Milton Friedman on Greed

The new Treasury Secretary unveiled his plan this morning, and apparently the markets hate it, which pretty much guarantees that we’ll be living with our financial mess for a good while longer. As we know, this crisis could have been avoided. But greed got the better of us. So, I wonder what readers think when they see Milton Friedman’s 1979 defense of capitalism and greed. Is it a model, a line of argument, that’s now discredited? Or do we grudgingly concede his points and say that capitalism is the worst economic model except for all the others that have been tried (a cheap play here on Churchill), and then figure out how to mop it up?

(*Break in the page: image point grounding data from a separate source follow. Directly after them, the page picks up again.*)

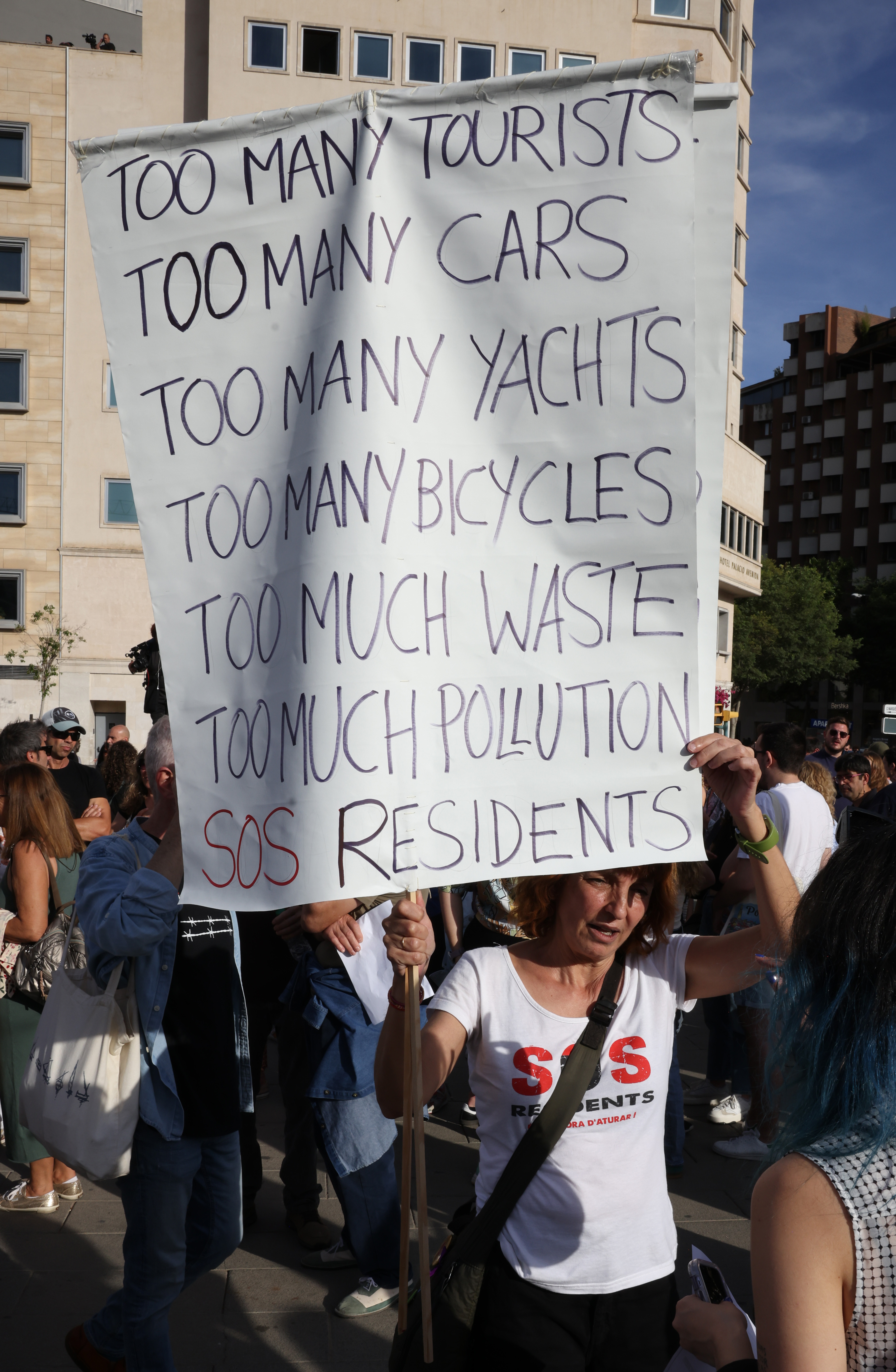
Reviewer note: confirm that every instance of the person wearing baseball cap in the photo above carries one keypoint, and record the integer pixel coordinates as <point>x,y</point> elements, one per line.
<point>81,787</point>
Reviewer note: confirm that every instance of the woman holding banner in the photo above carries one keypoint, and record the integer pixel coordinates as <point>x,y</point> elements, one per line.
<point>584,1272</point>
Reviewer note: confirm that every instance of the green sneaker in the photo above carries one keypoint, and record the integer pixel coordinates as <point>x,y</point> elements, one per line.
<point>333,1259</point>
<point>370,1299</point>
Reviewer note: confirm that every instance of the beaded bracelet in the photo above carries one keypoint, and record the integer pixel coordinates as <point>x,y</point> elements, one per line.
<point>761,847</point>
<point>399,1005</point>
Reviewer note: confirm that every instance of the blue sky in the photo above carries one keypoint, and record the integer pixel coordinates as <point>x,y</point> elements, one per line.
<point>821,213</point>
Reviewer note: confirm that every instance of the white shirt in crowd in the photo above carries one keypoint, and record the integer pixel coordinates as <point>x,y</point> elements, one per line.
<point>805,824</point>
<point>598,1216</point>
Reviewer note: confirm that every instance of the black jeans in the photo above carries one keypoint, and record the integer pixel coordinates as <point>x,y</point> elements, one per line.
<point>543,1332</point>
<point>300,1165</point>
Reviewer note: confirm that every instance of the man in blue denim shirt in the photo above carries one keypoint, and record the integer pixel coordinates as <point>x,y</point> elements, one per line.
<point>353,1137</point>
<point>183,1193</point>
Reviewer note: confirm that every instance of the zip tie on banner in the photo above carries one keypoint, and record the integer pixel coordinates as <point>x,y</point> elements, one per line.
<point>666,69</point>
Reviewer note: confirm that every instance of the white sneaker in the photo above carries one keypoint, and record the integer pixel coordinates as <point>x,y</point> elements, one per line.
<point>731,1110</point>
<point>367,1300</point>
<point>747,1145</point>
<point>704,1094</point>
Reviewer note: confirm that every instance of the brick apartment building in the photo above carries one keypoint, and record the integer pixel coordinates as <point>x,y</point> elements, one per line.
<point>827,427</point>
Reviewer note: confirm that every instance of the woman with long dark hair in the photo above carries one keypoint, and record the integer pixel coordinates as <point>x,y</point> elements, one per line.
<point>40,839</point>
<point>584,1272</point>
<point>824,1215</point>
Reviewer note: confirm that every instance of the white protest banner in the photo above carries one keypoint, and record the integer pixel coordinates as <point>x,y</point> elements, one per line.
<point>407,385</point>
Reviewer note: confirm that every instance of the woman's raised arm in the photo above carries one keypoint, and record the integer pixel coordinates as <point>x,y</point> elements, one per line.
<point>717,966</point>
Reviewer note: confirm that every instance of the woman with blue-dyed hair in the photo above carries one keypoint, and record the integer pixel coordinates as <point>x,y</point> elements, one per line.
<point>824,1215</point>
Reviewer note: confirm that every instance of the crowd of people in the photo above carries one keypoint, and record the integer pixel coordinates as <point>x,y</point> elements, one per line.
<point>784,935</point>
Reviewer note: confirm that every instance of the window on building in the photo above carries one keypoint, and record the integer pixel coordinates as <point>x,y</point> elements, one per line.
<point>13,379</point>
<point>320,51</point>
<point>374,56</point>
<point>522,61</point>
<point>736,348</point>
<point>13,270</point>
<point>477,61</point>
<point>16,154</point>
<point>13,493</point>
<point>267,46</point>
<point>740,250</point>
<point>12,599</point>
<point>119,505</point>
<point>426,61</point>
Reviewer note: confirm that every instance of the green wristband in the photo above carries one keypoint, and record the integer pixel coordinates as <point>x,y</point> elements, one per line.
<point>758,850</point>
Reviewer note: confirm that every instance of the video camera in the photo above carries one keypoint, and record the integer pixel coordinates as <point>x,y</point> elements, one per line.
<point>141,655</point>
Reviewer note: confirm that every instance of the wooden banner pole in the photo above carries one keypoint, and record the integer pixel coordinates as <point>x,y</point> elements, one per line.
<point>405,1168</point>
<point>423,1219</point>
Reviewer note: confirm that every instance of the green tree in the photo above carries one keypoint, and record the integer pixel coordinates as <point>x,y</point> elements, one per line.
<point>875,619</point>
<point>50,640</point>
<point>790,636</point>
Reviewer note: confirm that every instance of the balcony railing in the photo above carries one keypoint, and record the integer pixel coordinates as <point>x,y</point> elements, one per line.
<point>741,534</point>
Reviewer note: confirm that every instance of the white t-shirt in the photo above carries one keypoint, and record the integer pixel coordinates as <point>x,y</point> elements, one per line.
<point>598,1216</point>
<point>803,820</point>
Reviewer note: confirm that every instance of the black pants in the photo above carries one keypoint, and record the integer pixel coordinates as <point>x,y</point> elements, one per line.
<point>543,1332</point>
<point>300,1165</point>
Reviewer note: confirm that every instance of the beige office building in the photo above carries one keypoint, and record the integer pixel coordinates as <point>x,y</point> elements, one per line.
<point>68,527</point>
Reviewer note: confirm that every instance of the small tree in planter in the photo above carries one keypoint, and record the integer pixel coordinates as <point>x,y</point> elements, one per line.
<point>50,640</point>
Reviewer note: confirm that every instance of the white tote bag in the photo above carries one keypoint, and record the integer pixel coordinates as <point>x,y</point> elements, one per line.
<point>80,1094</point>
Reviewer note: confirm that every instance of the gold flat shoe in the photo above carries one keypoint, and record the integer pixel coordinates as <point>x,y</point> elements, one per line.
<point>17,1200</point>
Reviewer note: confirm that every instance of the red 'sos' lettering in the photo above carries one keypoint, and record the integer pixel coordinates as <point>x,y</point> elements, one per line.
<point>281,848</point>
<point>223,847</point>
<point>246,886</point>
<point>544,1079</point>
<point>635,1067</point>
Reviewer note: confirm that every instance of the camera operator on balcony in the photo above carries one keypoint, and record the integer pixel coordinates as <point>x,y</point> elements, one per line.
<point>146,658</point>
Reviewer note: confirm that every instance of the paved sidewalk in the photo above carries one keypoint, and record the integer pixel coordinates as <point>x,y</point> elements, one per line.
<point>261,1309</point>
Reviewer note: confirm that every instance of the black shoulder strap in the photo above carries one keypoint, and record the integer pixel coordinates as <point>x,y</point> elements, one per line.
<point>54,890</point>
<point>537,1143</point>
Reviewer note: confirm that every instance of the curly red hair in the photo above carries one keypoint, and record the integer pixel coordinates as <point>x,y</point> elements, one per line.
<point>536,905</point>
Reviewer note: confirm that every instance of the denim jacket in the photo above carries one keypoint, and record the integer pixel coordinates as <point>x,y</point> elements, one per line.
<point>128,911</point>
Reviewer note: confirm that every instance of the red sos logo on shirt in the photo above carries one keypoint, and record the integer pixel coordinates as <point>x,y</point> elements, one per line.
<point>635,1067</point>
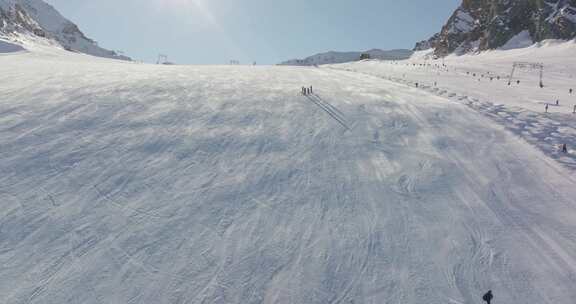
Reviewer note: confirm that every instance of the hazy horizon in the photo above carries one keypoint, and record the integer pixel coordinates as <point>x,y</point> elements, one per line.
<point>268,32</point>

via Andrew Sullivan’s Daily Dish


by | Permalink | Comments (3) |

  • http://www.downes.ca Stephen Downes

    > Or do we grudgingly concede his points and say that capitalism is the worst economic model except for all the others that have been tried

    Had we tried no other models that worked better, I would be inclined to agree.

    But the forms of democratic socialism used by countries such as Sweden and Canada (and Iceland, until an ill-fated flirtation with conservative capitalism that began 4 or 5 years ago) has worked much better on a variety of fronts, from health care to bank regulation.

  • Dan Colman

    Just for the record, I was posing a question and not really taking a position.

  • JoddeHaa

    How easy Friedman makes it for himself by comparing free markets to communism and nazism. Like there are not nuances between capitalist countries. We are witnessing the (older) Friedman the propagandist, and not the (younger) Friedman the scientist.

    For the record. I’m not accusing Dan Coleman of any bias. Nice find.